Suspicious clerk saves the day after conmen demand money from pensioner

Fraudsters tried to con an 89-year-old woman out of £1,500 – but were thwarted by quick thinking building society staff.

The victim, who lives on her own in the Hastings and Rother area, was asked for the exorbitant sum by conmen carrying out minor work on her TV aerial.

They drove her to a branch of Nationwide – but a suspicious clerk refused to hand over the cash without a valid invoice for the work, which couldn’t be produced.

A spokesperson for UK Finance, which represents the banking industry, said the victim appeared muddled over details and descriptions of the workers.

“It is highly suspicious that suspects have quoted an exorbitant price and have not carried out the work that is required,” they said. “She was provided with support and safeguarding from police officers and Victim Support.”

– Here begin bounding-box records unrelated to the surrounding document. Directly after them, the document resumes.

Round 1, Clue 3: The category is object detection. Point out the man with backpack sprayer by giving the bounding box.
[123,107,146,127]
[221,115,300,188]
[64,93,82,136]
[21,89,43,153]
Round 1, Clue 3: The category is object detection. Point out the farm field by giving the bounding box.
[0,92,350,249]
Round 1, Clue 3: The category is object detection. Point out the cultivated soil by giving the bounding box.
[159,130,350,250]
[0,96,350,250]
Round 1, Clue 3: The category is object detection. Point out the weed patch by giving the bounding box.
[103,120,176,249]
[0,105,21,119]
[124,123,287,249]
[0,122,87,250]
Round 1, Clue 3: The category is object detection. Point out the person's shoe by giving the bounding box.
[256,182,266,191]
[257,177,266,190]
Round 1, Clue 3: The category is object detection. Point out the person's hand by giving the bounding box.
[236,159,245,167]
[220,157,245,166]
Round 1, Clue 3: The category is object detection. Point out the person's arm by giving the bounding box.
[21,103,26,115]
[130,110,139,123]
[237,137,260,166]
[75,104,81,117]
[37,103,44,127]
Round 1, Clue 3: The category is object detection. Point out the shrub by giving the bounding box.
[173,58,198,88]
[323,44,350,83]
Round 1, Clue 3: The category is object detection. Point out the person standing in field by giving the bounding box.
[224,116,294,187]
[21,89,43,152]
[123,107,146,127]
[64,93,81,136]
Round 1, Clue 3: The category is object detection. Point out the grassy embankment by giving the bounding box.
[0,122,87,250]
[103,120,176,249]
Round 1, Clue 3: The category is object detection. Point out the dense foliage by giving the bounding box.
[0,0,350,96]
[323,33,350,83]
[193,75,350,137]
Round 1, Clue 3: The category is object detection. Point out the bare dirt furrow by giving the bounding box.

The spokesperson told Hastings-in-Focus that the woman had gone to an appliance store for help with the aerial that wasn’t working.

“When she got home, two males she believes were in the shop at the time, attended her address in a white, unmarked van,” said a spokesman. “They offered to fix the aerial.”

However, they didn’t provide a quote before starting work and only went on the roof briefly, before returning the next day.

“They have told her they had filled in some holes in her roof with cement and re-placed some chimney pots,” said the spokesman. “They said they needed a part for the aerial and that payment of £1,500 was required to complete the work.”

The incident is among an incredible £816,917 of fraud in Sussex that was stopped in the first half of the year by police and bank staff, thanks to the Banking Protocol. 

This is a UK-wide scheme that enables bank branch staff to alert their local police force when they suspect a customer is being scammed.

PC Bernadette Lawrie, financial abuse safeguarding officer for Sussex and Surrey Police, said: “Bank branch staff do incredible work in flagging suspicious transactions to us and preventing the elderly and vulnerable falling victim to such dreadful scams.”